Raymond James (Strong Buy)
Airbus’ 2Q figures were materially better-than expected, with a margin-driven beat, relatively good cash flow and charges that were broadly in-line with consensus. Guidance was unchanged excluding M&A (with M&A implying a ~6% cut for FY 2016), although consensus appears to have reflected this already, so we expect it to be largely unmoved today. In all, we view the underlying performance as supportive of the thesis behind our Strong Buy rating. Airbus Group shares were up +5% at 11:00am UK time (vs. the CAC 40 index up +1.42%).

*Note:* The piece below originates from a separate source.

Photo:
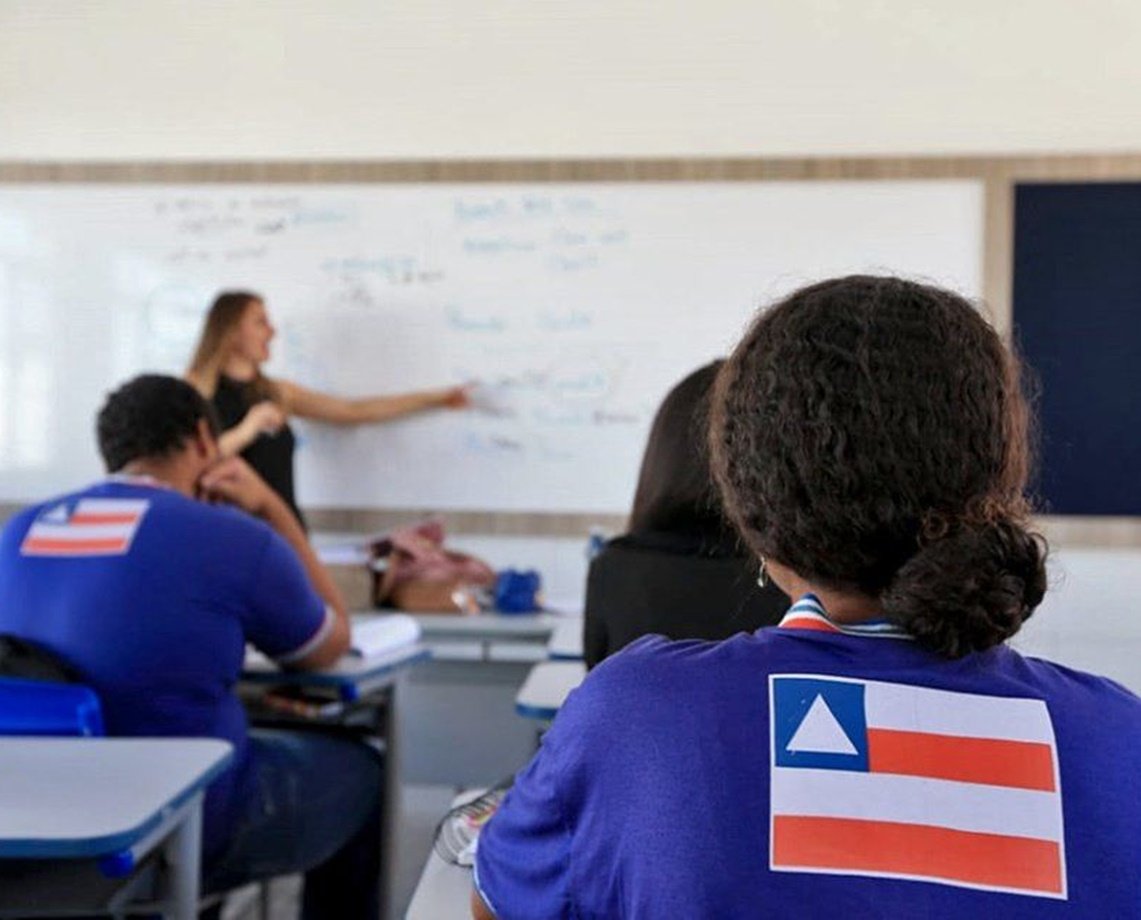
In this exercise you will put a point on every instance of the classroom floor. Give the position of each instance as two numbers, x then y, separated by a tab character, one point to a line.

We found that the tone of the call and management’s confidence level had both incrementally improved since 1Q. Mr. Tom Enders, the CEO, noted that Airbus has >400 orders as of now, and that it sees a book-to-bill of at least 1x for 2016 as being “[A]bsolutely do-able”. The transition to the A320neo is seen as making good progress now, with Pratt & Whitney having delivered the first, “Golden Engine” that has normal start-up times, and the first LEAP-engined A320neo being delivered last week, such that >20 A320neos that await engines should be delivered. On the A350, whilst bottlenecks still exist with suppliers of cabin interiors and progress in lowering recurring costs has been slower than expected, once cabin products are delivered, the assembly and delivery process is “[E]xtremely smooth and rapid”, and Airbus re-iterated its prior projections for at least 50 deliveries in 2016 (it delivered 12 in 1H 2016 and 3 so far in July) and for a breakeven by the end of the decade. On cancellations and deferral activity, Mr. Enders noted that there was “[N]othing abnormal here”. On the A380 production rate cut to a delivery total of 12 in 2018, he saw any losses as being marginal, and he commented that Airbus would be working hard to get the rate back up again “[I]n a couple of years”. On the customer financing side, Airbus expects that the suspension of Export Credit Agency (“ECA”) financing should be lifted in 4Q 2016, but so far in 2016, it has only financed 1% of its deliveries, compared to the 6% that the ECAs financed in 2015, thus showing the liquidity and attractive rates available in the commercial financing market.